Lancée le 1er juillet 2016, quelques mois avant la COP22 organisée à Marrakech, la législation baptisée Zero Mika (« zéro plastique ») devait permettre de lutter contre les nuées de sacs en plastique accrochées aux arbres, et qui cernent depuis plusieurs années les plages marocaines. Dans ce pays de 35 millions d’habitants, quelque 26 milliards de sacs en plastique, soit 900 par habitant, étaient consommés en moyenne chaque année jusqu’en 2016, faisant du royaume le deuxième pays utilisateur de cette matière dans le monde, après les Etats-Unis.

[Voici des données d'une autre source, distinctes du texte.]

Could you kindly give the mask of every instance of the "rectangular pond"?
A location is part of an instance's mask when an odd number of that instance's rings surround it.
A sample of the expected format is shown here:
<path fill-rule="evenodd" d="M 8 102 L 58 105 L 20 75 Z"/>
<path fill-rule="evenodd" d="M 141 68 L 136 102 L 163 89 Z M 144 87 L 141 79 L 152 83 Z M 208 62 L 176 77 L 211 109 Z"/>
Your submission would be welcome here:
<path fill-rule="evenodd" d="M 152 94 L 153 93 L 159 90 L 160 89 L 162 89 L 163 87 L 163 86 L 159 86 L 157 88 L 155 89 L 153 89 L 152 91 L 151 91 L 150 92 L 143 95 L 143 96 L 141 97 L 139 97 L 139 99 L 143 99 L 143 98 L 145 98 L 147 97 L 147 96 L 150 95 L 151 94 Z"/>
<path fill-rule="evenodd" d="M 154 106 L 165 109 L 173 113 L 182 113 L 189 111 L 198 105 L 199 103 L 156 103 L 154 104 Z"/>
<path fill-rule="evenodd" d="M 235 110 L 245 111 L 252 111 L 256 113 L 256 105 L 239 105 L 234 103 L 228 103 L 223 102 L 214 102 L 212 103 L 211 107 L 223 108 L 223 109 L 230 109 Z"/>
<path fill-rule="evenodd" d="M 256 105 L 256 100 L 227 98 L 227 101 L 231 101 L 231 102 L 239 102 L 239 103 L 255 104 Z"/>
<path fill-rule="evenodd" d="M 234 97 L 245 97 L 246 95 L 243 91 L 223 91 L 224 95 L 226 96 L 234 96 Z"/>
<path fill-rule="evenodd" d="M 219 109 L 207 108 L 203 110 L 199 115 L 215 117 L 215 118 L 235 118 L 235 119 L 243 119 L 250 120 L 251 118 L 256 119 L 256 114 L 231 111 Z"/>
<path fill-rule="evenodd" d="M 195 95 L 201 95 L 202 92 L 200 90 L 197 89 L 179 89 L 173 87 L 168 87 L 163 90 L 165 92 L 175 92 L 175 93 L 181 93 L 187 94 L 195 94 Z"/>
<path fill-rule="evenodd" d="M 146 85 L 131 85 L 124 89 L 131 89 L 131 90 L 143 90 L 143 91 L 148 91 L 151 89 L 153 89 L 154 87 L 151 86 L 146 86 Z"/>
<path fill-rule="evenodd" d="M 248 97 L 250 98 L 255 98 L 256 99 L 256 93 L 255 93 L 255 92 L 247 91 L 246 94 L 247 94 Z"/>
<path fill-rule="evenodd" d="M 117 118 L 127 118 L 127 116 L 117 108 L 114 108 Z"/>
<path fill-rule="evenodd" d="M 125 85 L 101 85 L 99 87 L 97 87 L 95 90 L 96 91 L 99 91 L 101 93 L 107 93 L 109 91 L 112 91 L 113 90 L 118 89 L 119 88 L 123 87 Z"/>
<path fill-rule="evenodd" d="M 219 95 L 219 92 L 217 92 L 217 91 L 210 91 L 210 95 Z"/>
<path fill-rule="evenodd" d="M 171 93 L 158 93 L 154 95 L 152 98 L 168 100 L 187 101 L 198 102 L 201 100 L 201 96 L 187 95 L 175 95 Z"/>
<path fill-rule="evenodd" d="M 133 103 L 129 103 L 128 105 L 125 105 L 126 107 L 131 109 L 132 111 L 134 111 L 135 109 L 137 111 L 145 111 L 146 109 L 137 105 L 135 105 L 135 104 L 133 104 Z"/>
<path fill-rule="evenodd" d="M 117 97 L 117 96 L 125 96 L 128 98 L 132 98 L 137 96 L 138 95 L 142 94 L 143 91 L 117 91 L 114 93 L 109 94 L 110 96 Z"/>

Pour l’association Zero Zbel, la seule dans le pays à militer contre la pollution liée aux déchets, la solution n’est pas de verbaliser les commerçants. « Dans la pratique, il est difficile de donner une amende aux marchands ne disposant pas d’un local officiel, assure Mamoun Ghallab. Les autorités doivent agir à la source, chez les grossistes. Car tant que la production illégale existera, les marchands continueront à prendre le risque. »
Plus grave, les sacs de contrebande sont beaucoup plus nocifs pour la santé. Les contrôles effectués par le ministère de l’industrie sur les sacs saisis par les autorités ont montré que les matières premières utilisées proviennent de plastique récupéré dans les décharges « ainsi que de matières premières hautement toxiques et nuisibles à la santé servant à la base à la production d’emballages de produits industriels divers », a mis en garde le ministère.

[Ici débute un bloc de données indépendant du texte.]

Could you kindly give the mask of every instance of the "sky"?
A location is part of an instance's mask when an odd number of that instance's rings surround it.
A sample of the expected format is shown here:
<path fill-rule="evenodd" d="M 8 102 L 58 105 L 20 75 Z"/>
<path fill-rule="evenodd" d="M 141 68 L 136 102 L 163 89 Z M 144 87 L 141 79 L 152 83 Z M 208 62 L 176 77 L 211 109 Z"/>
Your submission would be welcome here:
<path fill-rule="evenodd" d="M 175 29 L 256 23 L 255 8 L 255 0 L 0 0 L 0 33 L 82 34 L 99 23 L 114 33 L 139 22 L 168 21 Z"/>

Depuis la publication de l’enquête indépendante de Zero Zbel, le gouvernement a annoncé le démantèlement d’un atelier clandestin de fabrication et la saisie de deux tonnes de sacs en plastique dans deux dépôts de Casablanca. En deux ans, 757 tonnes de sacs ont ainsi été confisquées.
Alternatives
Pour le moment, les alternatives au plastique sont loin de satisfaire les défenseurs de l’environnement. Et le Maroc ne dispose pas non plus de système de recyclage encadré par l’Etat. « Malheureusement, les principales options proposées sont des sacs non-tissés en polypropylène présentés comme écologiques or il s’agit de textile plastique », regrette M. Ghallab. Censés être réutilisables, ces sacs ne résistent pas tous aux lourdes charges et finissent par casser. Plus chers à produire que la matière plastique, une partie des sacs en polypropylène sont fabriqués en deçà de l’épaisseur légale et sont donc moins résistants et plus rapidement jetables : « Au bout de quatre jours environ, estime le président de l’association. Il faudrait impliquer d’autres acteurs et réfléchir à d’autres matières comme le tissu, des matériaux naturels réellement solides et donc réutilisables. »
Un projet de modification de loi devrait voir le jour, a promis Moulay Hafid Elalamy, ministre marocain de l’industrie et puissant homme d’affaires, lors d’une conférence de presse donnée le 3 juillet à Rabat. Ce jour-là, parmi les neuf représentants d’entreprise invités à réfléchir aux alternatives, huit provenaient de l’industrie de la plasturgie et seulement un acteur représentait les sacs en papier.